Tu Ru-Hong, Li Ping, Xie Jian-Wei, Wang Jia-Bin, Lin Jian-Xian, Lu Jun, Chen Qi-Yue, Cao Long-Long, Lin Mi, Huang Chang-Ming, Zheng Chao-Hui
Department of Gastric Surgery, Fujian Medical University Union Hospital, Fuzhou 350001, China.
Transl Gastroenterol Hepatol. 2017 Mar 30;2:23. doi: 10.21037/tgh.2017.03.10. eCollection 2017.

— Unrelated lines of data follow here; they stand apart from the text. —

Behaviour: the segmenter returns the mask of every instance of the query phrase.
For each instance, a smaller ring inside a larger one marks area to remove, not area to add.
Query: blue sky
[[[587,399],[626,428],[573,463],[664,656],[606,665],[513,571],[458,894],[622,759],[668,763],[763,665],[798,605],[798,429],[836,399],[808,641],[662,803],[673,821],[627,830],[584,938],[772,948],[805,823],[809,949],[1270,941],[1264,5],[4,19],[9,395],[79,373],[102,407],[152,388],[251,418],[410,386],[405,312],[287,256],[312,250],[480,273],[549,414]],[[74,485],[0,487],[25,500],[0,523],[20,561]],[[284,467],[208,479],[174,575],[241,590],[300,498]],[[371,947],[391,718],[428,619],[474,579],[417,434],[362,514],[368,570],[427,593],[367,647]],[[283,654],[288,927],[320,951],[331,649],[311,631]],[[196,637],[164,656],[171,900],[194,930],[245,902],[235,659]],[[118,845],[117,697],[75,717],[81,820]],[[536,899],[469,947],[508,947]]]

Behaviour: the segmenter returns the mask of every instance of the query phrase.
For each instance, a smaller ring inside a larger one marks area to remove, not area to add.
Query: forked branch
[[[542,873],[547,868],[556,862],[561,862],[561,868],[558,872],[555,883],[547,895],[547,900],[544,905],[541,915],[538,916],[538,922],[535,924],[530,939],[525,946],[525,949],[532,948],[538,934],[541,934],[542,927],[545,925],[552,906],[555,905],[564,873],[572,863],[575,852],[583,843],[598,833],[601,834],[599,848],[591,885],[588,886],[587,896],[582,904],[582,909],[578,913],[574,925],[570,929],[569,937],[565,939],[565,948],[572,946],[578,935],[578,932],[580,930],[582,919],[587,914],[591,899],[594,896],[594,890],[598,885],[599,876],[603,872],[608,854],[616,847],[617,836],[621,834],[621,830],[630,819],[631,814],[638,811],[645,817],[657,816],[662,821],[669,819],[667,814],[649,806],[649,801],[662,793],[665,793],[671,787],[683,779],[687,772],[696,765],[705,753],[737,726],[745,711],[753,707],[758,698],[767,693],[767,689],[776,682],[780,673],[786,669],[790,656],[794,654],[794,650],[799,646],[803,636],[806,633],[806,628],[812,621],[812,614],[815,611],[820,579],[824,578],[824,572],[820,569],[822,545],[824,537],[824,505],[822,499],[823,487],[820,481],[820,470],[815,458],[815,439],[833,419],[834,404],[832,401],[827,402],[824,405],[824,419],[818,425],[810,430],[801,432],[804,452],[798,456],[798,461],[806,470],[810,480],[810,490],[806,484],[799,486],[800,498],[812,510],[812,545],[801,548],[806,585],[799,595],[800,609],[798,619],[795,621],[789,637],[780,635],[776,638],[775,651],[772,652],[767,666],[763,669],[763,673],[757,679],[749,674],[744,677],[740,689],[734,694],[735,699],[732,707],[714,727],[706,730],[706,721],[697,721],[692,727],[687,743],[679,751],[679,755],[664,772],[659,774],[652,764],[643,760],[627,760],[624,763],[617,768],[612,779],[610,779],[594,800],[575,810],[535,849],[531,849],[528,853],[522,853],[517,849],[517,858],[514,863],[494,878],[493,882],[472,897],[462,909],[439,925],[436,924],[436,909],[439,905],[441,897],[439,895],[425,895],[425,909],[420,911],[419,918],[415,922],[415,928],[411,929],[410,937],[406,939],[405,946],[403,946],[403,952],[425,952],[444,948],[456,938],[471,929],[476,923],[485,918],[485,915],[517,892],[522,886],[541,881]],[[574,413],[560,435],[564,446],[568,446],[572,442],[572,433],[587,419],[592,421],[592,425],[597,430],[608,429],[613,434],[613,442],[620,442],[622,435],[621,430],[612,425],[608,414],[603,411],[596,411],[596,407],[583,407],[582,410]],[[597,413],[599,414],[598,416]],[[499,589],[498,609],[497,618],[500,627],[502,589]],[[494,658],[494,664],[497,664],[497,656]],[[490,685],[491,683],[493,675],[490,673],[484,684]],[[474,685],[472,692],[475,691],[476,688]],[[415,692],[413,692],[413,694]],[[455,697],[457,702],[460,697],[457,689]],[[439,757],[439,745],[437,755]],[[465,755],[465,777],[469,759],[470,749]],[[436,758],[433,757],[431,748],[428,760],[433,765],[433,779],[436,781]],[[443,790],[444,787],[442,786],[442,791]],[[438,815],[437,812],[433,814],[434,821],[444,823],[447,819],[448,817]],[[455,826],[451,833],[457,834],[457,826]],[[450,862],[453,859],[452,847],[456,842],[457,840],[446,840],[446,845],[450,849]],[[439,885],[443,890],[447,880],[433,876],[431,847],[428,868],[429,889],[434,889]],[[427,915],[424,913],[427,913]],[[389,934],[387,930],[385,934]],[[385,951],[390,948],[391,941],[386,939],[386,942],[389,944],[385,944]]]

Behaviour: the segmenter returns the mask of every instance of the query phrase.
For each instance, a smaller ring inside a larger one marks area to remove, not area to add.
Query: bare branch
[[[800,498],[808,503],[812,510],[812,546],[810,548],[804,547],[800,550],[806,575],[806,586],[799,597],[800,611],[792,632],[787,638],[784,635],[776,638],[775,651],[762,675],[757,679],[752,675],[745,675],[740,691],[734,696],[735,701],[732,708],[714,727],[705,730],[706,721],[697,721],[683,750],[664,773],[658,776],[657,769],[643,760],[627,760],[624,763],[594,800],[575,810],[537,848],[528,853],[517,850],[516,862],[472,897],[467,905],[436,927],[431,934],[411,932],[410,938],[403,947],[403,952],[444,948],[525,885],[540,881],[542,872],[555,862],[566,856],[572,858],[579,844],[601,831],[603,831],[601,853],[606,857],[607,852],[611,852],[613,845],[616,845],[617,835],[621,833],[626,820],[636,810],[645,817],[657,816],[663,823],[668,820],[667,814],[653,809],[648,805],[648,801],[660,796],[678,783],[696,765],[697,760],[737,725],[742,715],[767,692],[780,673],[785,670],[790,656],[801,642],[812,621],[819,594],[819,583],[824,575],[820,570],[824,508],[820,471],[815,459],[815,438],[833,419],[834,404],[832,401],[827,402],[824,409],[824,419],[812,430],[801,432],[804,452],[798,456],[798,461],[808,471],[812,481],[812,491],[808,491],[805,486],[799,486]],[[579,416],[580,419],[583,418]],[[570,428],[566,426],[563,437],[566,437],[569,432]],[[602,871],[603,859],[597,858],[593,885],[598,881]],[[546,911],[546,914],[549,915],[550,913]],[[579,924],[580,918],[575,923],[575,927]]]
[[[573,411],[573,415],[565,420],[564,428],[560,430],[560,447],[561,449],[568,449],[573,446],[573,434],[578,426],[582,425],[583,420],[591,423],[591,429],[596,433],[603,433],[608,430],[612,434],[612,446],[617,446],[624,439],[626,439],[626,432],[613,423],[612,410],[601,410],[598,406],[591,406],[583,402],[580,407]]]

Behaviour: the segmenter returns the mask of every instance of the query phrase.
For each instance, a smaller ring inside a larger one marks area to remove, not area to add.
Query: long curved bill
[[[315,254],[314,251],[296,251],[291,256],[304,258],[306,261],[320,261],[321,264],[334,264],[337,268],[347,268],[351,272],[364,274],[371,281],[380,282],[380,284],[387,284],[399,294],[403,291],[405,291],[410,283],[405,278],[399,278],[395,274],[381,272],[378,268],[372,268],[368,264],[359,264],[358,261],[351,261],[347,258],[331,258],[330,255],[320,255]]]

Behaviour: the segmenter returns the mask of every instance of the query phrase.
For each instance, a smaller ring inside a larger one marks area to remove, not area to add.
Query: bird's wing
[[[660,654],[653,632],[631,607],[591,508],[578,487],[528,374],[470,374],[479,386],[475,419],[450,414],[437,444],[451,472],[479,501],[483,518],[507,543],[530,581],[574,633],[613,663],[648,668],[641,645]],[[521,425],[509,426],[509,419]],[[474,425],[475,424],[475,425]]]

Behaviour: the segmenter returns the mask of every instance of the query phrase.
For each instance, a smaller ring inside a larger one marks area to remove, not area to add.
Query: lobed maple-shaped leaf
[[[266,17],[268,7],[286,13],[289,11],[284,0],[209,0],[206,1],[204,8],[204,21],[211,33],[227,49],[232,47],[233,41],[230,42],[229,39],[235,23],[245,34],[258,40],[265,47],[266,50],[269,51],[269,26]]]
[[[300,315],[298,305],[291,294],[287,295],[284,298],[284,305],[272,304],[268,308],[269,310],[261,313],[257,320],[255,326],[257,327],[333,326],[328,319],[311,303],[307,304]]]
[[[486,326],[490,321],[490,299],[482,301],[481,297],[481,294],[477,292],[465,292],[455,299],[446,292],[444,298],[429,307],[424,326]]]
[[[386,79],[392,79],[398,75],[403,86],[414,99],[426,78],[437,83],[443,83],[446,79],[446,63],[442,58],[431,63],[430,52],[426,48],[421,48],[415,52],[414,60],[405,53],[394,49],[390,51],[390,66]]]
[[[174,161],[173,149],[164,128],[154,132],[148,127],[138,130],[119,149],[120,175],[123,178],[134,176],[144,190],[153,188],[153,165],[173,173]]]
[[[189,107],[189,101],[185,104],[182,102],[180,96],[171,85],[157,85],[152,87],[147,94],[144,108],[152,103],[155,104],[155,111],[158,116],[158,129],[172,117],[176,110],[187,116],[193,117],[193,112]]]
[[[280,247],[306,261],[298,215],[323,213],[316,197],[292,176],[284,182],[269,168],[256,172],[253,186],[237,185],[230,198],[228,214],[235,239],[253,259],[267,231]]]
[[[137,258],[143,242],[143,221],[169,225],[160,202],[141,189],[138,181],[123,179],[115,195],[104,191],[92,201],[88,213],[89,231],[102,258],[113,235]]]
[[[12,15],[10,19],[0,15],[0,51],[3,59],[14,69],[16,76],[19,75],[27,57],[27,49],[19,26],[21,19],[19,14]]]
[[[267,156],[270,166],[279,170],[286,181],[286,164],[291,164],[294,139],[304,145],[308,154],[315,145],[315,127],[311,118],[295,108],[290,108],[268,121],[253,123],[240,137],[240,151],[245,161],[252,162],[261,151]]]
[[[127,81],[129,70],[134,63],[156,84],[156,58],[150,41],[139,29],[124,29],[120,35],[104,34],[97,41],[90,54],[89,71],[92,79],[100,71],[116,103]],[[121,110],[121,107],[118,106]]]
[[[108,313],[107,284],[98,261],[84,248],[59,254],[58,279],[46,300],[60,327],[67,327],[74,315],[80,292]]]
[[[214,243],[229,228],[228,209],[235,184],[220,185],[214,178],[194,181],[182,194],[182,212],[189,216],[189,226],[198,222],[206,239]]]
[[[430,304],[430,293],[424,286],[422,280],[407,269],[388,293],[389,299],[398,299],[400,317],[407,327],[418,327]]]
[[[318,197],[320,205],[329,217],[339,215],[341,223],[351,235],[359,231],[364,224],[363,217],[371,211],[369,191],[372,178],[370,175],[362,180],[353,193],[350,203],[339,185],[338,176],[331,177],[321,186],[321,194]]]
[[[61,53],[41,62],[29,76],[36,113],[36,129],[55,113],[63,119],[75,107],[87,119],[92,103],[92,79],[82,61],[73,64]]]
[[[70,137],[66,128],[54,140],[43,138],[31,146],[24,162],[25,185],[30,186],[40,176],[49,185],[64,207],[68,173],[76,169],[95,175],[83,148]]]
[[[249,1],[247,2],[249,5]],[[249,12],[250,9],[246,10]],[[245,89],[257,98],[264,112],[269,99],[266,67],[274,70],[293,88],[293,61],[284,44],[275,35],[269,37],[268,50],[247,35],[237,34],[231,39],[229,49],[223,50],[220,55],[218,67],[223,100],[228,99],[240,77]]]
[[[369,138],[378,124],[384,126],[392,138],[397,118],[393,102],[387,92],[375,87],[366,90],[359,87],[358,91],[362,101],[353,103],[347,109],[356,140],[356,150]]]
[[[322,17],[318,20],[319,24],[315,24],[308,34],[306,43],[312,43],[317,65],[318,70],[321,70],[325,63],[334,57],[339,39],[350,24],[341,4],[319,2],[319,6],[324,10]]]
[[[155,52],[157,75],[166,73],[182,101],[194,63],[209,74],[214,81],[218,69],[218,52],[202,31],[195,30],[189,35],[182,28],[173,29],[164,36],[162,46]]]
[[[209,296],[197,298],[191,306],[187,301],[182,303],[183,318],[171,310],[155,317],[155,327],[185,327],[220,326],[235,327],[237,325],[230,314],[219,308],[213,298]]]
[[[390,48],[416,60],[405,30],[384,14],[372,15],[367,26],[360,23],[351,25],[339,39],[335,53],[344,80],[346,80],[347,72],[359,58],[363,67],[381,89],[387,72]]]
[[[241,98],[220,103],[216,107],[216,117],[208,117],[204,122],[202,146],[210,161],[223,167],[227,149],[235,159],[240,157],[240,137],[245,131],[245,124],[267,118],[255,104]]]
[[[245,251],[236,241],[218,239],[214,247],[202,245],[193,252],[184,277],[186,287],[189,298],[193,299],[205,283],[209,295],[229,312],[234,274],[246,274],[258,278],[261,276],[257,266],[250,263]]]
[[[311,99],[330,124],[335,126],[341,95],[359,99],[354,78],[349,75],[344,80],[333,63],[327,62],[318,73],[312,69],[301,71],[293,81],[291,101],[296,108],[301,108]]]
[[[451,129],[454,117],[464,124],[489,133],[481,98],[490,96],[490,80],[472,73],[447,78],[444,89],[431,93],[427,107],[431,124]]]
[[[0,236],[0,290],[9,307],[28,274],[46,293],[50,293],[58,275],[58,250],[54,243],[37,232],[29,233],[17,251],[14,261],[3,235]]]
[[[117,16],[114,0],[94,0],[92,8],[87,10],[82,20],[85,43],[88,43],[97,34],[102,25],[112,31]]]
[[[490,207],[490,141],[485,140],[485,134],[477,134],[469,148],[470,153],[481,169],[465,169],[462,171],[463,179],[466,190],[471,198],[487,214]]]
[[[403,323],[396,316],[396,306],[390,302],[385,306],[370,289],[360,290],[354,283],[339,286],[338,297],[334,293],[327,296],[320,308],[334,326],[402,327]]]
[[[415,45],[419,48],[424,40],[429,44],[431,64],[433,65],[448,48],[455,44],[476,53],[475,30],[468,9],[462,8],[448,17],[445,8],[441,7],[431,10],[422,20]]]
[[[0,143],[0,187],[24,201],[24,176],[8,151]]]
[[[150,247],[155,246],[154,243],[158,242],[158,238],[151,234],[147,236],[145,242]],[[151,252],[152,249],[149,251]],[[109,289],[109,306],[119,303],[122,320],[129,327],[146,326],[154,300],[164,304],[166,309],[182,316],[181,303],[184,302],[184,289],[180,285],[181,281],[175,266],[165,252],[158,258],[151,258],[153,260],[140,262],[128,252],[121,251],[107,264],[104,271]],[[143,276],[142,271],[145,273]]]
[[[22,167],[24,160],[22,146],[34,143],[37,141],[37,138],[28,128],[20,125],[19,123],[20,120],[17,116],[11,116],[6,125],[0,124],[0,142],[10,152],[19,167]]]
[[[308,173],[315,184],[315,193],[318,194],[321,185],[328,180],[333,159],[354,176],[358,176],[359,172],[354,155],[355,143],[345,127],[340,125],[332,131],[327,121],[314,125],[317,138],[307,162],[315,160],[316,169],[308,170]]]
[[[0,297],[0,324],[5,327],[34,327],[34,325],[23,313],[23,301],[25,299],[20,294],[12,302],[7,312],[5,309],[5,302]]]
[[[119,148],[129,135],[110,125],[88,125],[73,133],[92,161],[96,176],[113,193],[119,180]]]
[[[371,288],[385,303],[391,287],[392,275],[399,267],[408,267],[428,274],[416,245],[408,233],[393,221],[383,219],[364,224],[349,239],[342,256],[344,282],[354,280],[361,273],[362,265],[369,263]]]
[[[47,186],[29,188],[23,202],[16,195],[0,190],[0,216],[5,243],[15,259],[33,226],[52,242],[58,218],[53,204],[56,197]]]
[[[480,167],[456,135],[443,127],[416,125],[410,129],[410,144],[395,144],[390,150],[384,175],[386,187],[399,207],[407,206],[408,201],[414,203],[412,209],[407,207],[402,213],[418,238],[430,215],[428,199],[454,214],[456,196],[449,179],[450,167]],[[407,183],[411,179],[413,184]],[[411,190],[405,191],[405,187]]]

With the accumulation of experience in laparoscopic radical gastrectomy and the progress in surgical instruments, the laparoscopic technique has been widely applied in gastric cancer. Combining previous reports with data from our center, we believe that laparoscopic surgery for gastric cancer is safe and feasible, and its surgery-related complications have an incidence that is not higher, and perhaps even lower, than that of traditional laparotomy. However, the stomach has many anatomical levels and an abundant blood supply; additionally, laparoscopic surgery is relatively difficult. Therefore, understanding the normal gastric peripheral vascular anatomy and variation, selecting an appropriate surgical approach, applying programmed surgical procedures and team cooperation, and paying attention to the details in lymph node dissection are keys to a successful laparoscopic lymph node dissection in gastric cancer.
随着腹腔镜根治性胃切除术经验的积累以及手术器械的进步,腹腔镜技术已在胃癌治疗中广泛应用。结合既往报道及我们中心的数据,我们认为腹腔镜胃癌手术是安全可行的,其手术相关并发症的发生率不高于甚至可能低于传统开腹手术。然而,胃有多个解剖层面且血供丰富;此外,腹腔镜手术相对困难。因此,了解正常胃周血管解剖及变异、选择合适的手术入路、应用程序化手术操作及团队协作,并注重淋巴结清扫的细节,是成功实施腹腔镜胃癌淋巴结清扫的关键。